Впрочем, это не волнует ни Хищного, ни меня. Главное – то, что он может и делает.

– Лука, – открыв дверь, на крыльцо выходит Марина. – Хочешь чай?

Ее волосы еще влажные. Хотя с ее визита к ублюдку прошло много времени. Сколько она стояла под душем, пытаясь стереть чужие прикосновения, избавиться от мерзкого ощущения?

Обнимает себя руками, а еще то и дело дергает рукава пижамы, боясь, что видно следы. Откуда она откопала эту одежду? Не знал, что она у нее вообще есть.

Прячется.

И прячет свой страх.

А он есть. Безмолвно кричит в ее взгляде, выдает себя в этих скованных жестах.

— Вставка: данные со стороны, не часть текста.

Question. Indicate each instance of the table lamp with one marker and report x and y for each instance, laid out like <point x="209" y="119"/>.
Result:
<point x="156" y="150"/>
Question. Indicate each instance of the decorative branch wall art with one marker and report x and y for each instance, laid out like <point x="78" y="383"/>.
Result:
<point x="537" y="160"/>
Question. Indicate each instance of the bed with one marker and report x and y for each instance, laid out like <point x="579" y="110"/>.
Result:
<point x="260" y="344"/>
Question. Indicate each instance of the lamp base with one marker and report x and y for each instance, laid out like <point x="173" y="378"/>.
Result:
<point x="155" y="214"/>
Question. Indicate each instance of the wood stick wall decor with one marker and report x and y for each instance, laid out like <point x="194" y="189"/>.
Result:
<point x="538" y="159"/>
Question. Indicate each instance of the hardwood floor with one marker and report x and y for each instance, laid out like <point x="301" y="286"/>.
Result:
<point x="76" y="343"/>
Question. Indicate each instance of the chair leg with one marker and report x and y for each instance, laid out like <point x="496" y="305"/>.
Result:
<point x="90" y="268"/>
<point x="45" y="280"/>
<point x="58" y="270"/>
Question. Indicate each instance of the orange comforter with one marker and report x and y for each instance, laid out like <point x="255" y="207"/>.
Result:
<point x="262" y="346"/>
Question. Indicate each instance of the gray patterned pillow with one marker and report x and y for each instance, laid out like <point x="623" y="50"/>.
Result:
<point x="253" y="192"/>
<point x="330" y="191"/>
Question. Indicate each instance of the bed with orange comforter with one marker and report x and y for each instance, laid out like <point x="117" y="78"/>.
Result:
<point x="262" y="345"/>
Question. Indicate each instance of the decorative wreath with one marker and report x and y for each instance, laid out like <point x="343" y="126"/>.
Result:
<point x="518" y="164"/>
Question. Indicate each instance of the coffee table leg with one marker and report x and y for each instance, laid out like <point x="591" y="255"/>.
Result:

Я не хочу чай, но соглашаюсь. Ей нужно занять себя, видимость нужных действий поможет отвлечься. И видимость того, что сегодня вечером у нас все как обычно.

Она выносит мне чай, и я пью, не чувствуя вкуса. Сладкий, нет – значения не имеет. Главное, что она чуть расслабляется.

– Лука, – шепчет, заглядывая в глаза, – я не хочу, чтобы ты пострадал. Пожалуйста, пожалуйста, давай просто забудем.

– Не волнуйся, – улыбаюсь ей успокаивающе, – со мной ничего не случится.

Она обнимает меня со спины, цепляется, не оставляя надежды отговорить, удержать.